L’habiter terrestre, où prévalent gouvernance mondiale démocratique et décroissance, est le scénario plébiscité par l’auteur. Il s’appuie sur une relocalisation de la production à partir du principe de subsidiarité et sur l’utilisation d’incitations et de réglementations pour réduire les coûts environnementaux et sociaux. Sont notamment évoquées le plafonnement des rendements des investissements, la mise en place d’une durée minimale d’immobilisation du capital afin d’éviter les mouvements spéculatifs ou encore la multiplication des monnaies locales à une échelle où la solidarité sociale garde du sens.

Trois autres scénarios – plus secondaires dans cet ouvrage – complètent le travail prospectif. Le scénario résilients jusqu’aux dents dresse le portrait d’un monde où priment hostilité et individualisme au détriment de l’action collective coordonnée. Il rejoint toutefois le premier scénario en retenant l’hypothèse que l’effondrement de la consommation d’énergie et de matière s’impose à nos sociétés car elle est insoutenable. Le troisième scénario, la guerre des mondes, est probablement le plus cauchemardesque, en ce qu’il allie le repli sur soi du nationalisme dans l’optique de dominer ses voisins dans l’arène de la compétition économique et stratégique, à la manière d’un choc des civilisations. Enfin le scénario de l’éternelle transition, associe croissance et coopération, sans remettre en cause la dynamique expansive du capitalisme et son appétit des ressources physiques.

Dans l’ensemble, les quatre scénarios dépeignent des situations radicalement opposées, aux logiques distinctes et à des rapports de force tantôt réduits à leur forme la plus émaciée, tantôt exacerbés à l’outrance. Ils fournissent une grille de lecture intéressante pour confronter ses convictions à la nécessité urgente d’une modification en profondeur de notre mode de vie. L’apport original de Xavier Ricard Lanata est de ne pas présupposer d’une seule forme de modification, telle qu’une trajectoire optimale unique, mais bien de démontrer l’existence d’un espace de possibilités, borné par quatre extrêmes.

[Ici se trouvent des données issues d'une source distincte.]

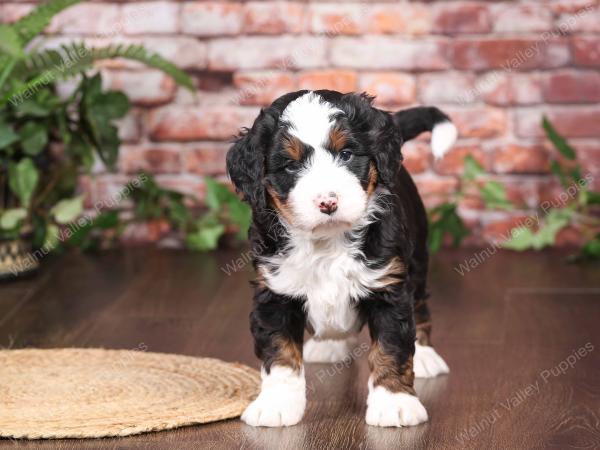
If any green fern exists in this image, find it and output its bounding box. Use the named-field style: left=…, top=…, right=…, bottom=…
left=12, top=0, right=81, bottom=46
left=0, top=43, right=194, bottom=104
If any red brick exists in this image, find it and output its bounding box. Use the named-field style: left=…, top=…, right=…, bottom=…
left=493, top=144, right=550, bottom=174
left=491, top=2, right=553, bottom=33
left=233, top=71, right=297, bottom=105
left=359, top=72, right=417, bottom=105
left=148, top=105, right=257, bottom=141
left=116, top=110, right=141, bottom=143
left=433, top=145, right=490, bottom=175
left=550, top=0, right=598, bottom=14
left=103, top=70, right=175, bottom=106
left=509, top=73, right=543, bottom=105
left=571, top=36, right=600, bottom=67
left=556, top=8, right=600, bottom=33
left=140, top=36, right=208, bottom=69
left=209, top=36, right=327, bottom=70
left=542, top=70, right=600, bottom=103
left=515, top=106, right=600, bottom=138
left=298, top=70, right=358, bottom=92
left=183, top=142, right=229, bottom=175
left=364, top=3, right=432, bottom=35
left=309, top=3, right=365, bottom=36
left=446, top=106, right=508, bottom=138
left=156, top=174, right=206, bottom=200
left=402, top=141, right=432, bottom=174
left=46, top=3, right=123, bottom=37
left=451, top=38, right=569, bottom=70
left=181, top=2, right=242, bottom=36
left=331, top=36, right=448, bottom=70
left=243, top=1, right=306, bottom=34
left=414, top=174, right=458, bottom=208
left=418, top=72, right=475, bottom=104
left=433, top=2, right=492, bottom=33
left=121, top=1, right=179, bottom=34
left=119, top=145, right=181, bottom=173
left=482, top=213, right=535, bottom=243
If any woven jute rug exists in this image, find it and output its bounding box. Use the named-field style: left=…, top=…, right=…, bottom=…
left=0, top=349, right=260, bottom=439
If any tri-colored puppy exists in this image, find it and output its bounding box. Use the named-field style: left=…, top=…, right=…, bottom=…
left=227, top=90, right=457, bottom=426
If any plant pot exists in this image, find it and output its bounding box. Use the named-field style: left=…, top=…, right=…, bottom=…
left=0, top=238, right=40, bottom=280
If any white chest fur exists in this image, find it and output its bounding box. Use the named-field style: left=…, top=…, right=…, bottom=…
left=264, top=232, right=385, bottom=338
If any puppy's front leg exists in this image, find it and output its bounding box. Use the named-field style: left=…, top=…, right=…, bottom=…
left=366, top=293, right=427, bottom=427
left=242, top=289, right=306, bottom=427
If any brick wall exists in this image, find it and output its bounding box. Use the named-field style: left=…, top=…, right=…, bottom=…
left=0, top=0, right=600, bottom=243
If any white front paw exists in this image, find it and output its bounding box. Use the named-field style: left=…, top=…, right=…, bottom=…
left=413, top=344, right=450, bottom=378
left=242, top=367, right=306, bottom=427
left=302, top=337, right=358, bottom=363
left=366, top=386, right=427, bottom=427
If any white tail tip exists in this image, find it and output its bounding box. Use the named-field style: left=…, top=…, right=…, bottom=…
left=431, top=121, right=458, bottom=159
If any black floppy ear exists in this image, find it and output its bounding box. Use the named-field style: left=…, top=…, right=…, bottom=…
left=372, top=111, right=403, bottom=188
left=227, top=111, right=271, bottom=209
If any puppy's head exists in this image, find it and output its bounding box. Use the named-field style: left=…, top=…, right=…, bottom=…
left=227, top=91, right=402, bottom=236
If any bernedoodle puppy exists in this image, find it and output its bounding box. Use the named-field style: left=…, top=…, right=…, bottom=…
left=227, top=90, right=457, bottom=427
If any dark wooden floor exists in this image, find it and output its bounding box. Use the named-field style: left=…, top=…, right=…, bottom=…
left=0, top=249, right=600, bottom=450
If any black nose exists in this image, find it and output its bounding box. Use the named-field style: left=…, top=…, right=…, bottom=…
left=319, top=200, right=337, bottom=215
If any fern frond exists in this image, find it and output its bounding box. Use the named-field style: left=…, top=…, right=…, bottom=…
left=0, top=43, right=194, bottom=105
left=12, top=0, right=81, bottom=46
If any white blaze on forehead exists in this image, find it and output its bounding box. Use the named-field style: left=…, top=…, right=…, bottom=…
left=281, top=92, right=342, bottom=149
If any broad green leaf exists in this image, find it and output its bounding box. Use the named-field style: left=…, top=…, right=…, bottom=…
left=502, top=226, right=535, bottom=252
left=8, top=158, right=39, bottom=208
left=15, top=100, right=53, bottom=117
left=586, top=191, right=600, bottom=205
left=43, top=223, right=60, bottom=250
left=0, top=208, right=27, bottom=230
left=480, top=181, right=512, bottom=209
left=204, top=177, right=238, bottom=211
left=186, top=224, right=225, bottom=251
left=0, top=123, right=19, bottom=149
left=19, top=122, right=48, bottom=156
left=50, top=196, right=83, bottom=225
left=0, top=24, right=23, bottom=59
left=542, top=116, right=577, bottom=161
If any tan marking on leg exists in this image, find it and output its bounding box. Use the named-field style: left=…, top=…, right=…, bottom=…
left=329, top=126, right=348, bottom=152
left=369, top=342, right=416, bottom=395
left=417, top=322, right=431, bottom=346
left=367, top=162, right=379, bottom=196
left=376, top=257, right=406, bottom=290
left=271, top=336, right=302, bottom=371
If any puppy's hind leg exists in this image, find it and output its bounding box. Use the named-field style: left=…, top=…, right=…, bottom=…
left=414, top=299, right=450, bottom=378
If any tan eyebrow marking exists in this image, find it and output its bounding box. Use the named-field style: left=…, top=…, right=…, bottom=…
left=329, top=126, right=348, bottom=152
left=283, top=134, right=304, bottom=161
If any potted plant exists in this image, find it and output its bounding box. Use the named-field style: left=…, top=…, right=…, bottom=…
left=0, top=0, right=194, bottom=278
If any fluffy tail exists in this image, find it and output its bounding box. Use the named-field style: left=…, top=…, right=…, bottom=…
left=394, top=107, right=458, bottom=158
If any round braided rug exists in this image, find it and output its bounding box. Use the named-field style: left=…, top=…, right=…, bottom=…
left=0, top=349, right=260, bottom=439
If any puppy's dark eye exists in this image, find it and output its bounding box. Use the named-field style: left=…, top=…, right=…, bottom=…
left=340, top=150, right=352, bottom=162
left=283, top=163, right=300, bottom=174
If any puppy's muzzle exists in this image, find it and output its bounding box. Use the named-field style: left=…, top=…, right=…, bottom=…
left=315, top=192, right=338, bottom=216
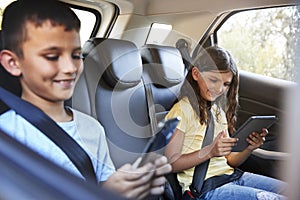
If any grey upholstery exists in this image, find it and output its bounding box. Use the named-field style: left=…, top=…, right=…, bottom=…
left=0, top=31, right=21, bottom=114
left=140, top=44, right=186, bottom=121
left=72, top=38, right=151, bottom=168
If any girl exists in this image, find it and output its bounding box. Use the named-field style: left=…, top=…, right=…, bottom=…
left=166, top=46, right=286, bottom=200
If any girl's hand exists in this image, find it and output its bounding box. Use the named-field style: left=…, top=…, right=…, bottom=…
left=209, top=131, right=238, bottom=157
left=246, top=128, right=268, bottom=151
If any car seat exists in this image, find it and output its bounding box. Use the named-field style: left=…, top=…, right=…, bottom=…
left=72, top=38, right=152, bottom=168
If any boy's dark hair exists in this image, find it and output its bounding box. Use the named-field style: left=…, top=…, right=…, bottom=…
left=2, top=0, right=80, bottom=57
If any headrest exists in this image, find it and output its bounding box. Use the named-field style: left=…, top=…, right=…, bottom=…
left=140, top=44, right=185, bottom=87
left=83, top=38, right=143, bottom=88
left=0, top=30, right=21, bottom=96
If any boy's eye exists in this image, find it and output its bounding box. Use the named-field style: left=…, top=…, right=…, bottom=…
left=209, top=78, right=218, bottom=83
left=72, top=52, right=83, bottom=60
left=45, top=55, right=59, bottom=61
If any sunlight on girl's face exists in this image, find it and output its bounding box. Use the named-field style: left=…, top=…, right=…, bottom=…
left=193, top=68, right=233, bottom=101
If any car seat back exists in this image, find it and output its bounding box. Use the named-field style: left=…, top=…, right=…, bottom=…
left=72, top=38, right=151, bottom=168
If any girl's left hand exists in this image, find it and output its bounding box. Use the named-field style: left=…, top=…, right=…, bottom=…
left=247, top=128, right=268, bottom=151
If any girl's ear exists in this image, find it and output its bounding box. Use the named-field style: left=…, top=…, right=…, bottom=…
left=192, top=67, right=200, bottom=81
left=0, top=50, right=21, bottom=76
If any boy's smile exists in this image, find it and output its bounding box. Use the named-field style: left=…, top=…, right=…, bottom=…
left=18, top=21, right=83, bottom=106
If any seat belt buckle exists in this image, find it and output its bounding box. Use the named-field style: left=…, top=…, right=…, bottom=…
left=189, top=185, right=201, bottom=197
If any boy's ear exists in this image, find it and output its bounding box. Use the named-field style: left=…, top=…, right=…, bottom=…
left=192, top=67, right=200, bottom=81
left=0, top=50, right=21, bottom=76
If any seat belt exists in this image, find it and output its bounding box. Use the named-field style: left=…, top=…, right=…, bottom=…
left=0, top=87, right=97, bottom=183
left=142, top=76, right=157, bottom=135
left=190, top=110, right=214, bottom=197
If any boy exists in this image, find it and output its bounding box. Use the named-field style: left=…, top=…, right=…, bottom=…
left=0, top=0, right=171, bottom=199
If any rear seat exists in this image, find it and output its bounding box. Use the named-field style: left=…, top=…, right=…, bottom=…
left=0, top=31, right=21, bottom=114
left=140, top=44, right=186, bottom=121
left=72, top=38, right=185, bottom=168
left=72, top=38, right=151, bottom=168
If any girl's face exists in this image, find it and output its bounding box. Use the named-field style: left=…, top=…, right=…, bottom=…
left=192, top=67, right=233, bottom=101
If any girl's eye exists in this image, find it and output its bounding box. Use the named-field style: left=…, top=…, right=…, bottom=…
left=209, top=78, right=218, bottom=83
left=72, top=52, right=83, bottom=60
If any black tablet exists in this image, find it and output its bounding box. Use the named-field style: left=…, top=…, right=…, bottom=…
left=139, top=117, right=180, bottom=166
left=231, top=115, right=278, bottom=151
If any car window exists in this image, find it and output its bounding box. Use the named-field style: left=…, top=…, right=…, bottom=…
left=0, top=0, right=96, bottom=45
left=217, top=6, right=299, bottom=81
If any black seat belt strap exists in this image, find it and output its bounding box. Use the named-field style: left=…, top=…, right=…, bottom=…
left=0, top=87, right=97, bottom=183
left=190, top=110, right=214, bottom=197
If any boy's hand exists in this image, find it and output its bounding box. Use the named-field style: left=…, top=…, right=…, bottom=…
left=103, top=156, right=171, bottom=199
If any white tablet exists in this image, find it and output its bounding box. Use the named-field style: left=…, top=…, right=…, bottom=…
left=231, top=115, right=278, bottom=151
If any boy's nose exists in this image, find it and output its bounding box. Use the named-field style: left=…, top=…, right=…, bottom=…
left=62, top=59, right=81, bottom=73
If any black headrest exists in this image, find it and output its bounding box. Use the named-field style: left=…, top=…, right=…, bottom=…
left=140, top=44, right=185, bottom=87
left=83, top=38, right=143, bottom=88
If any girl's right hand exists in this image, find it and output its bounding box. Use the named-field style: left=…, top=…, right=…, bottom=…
left=209, top=131, right=238, bottom=158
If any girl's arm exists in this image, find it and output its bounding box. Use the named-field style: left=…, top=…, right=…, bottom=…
left=165, top=129, right=237, bottom=172
left=227, top=129, right=268, bottom=167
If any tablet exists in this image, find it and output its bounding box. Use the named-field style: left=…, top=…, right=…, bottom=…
left=139, top=117, right=180, bottom=166
left=231, top=115, right=278, bottom=152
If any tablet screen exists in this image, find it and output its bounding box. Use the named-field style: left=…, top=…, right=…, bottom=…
left=231, top=115, right=278, bottom=151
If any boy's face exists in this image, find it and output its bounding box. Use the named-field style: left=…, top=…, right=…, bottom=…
left=18, top=21, right=83, bottom=102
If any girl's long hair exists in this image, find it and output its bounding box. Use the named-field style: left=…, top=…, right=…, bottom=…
left=180, top=46, right=239, bottom=133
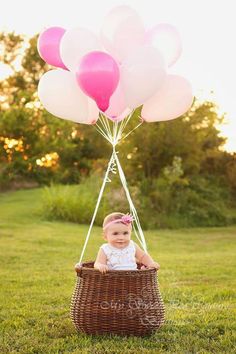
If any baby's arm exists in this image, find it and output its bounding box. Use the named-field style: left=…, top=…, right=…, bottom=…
left=134, top=243, right=160, bottom=270
left=94, top=248, right=108, bottom=273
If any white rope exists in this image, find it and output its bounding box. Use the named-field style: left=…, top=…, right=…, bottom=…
left=79, top=112, right=147, bottom=263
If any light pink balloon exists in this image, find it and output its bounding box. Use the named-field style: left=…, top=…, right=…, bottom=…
left=37, top=27, right=67, bottom=69
left=76, top=51, right=120, bottom=112
left=105, top=82, right=131, bottom=121
left=146, top=23, right=182, bottom=66
left=38, top=69, right=99, bottom=124
left=141, top=75, right=193, bottom=122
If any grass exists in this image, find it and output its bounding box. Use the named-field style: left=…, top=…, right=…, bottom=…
left=0, top=189, right=236, bottom=354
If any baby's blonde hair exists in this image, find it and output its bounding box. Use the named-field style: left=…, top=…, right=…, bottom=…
left=102, top=212, right=125, bottom=227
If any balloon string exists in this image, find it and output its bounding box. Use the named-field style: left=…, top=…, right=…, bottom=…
left=79, top=152, right=117, bottom=263
left=121, top=122, right=143, bottom=140
left=79, top=113, right=147, bottom=263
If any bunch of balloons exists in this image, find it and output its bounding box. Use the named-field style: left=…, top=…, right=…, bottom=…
left=38, top=6, right=193, bottom=124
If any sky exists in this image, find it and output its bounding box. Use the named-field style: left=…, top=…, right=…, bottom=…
left=0, top=0, right=236, bottom=151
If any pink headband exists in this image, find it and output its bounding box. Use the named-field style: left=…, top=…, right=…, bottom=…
left=103, top=214, right=134, bottom=230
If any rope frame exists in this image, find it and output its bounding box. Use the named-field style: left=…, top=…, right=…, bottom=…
left=79, top=111, right=147, bottom=264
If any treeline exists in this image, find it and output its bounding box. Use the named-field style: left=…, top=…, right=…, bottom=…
left=0, top=33, right=236, bottom=227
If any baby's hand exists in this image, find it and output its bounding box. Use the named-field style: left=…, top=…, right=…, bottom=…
left=148, top=262, right=161, bottom=270
left=94, top=263, right=109, bottom=273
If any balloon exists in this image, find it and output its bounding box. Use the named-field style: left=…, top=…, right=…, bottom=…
left=105, top=83, right=131, bottom=121
left=37, top=27, right=67, bottom=69
left=120, top=46, right=166, bottom=109
left=141, top=75, right=193, bottom=122
left=146, top=23, right=182, bottom=66
left=38, top=69, right=99, bottom=124
left=76, top=51, right=120, bottom=112
left=60, top=28, right=101, bottom=72
left=101, top=6, right=145, bottom=62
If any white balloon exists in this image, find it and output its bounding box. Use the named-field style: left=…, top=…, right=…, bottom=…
left=141, top=75, right=193, bottom=122
left=38, top=69, right=99, bottom=124
left=60, top=28, right=102, bottom=72
left=101, top=6, right=145, bottom=62
left=120, top=46, right=166, bottom=109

« Demain la planète, quatre scénarios de déglobalisation » est une œuvre singulière, par son approche et par son écriture. Xavier Ricard Lanata a su s’appuyer sur ses expériences en ethnologie, en philosophie et économie politique pour retranscrire le style de sa pensée sur la viabilité des sociétés et de écosystèmes, démontrant une pleine de maîtrise du verbe et des arguments. En début d’ouvrage, les concepts philosophiques et éthiques sont bien présentés, pour laisser place durant l’exposition des scénarios à des propositions concrètes et cohérentes, qui concourent à la réussite de l’exercice prospectif, pourtant si délicat.

Xavier Ricard Lanata nous a malheureusement quittés en septembre 2021 des suites d’une maladie incurable. Par cette contribution, nous voulions lui rendre un dernier hommage. Il laissera en mémoire de chacun qui l’a connu, l’image d’un homme cultivé et engagé, à l’esprit aiguisé, capable d’observer, de saisir et de retranscrire le monde de manière si singulière. Il a porté pendant tant d’années, avec un humanisme et un optimisme admirable, la vision d’un monde à préserver, coûte que coûte. S’il n’a pas eu cette chance, il est certain qu’il restera à jamais convaincu que la planète malade peut, elle, être guérie.

Milien Dhorne, doctorant Évaluation ex-ante d’une réforme des politiques publiques de soutien à la transition énergétique .

[1] Xavier Ricard Lanata, « Demain la planète, quatre scénarios de déglobalisation », PUF, 2021.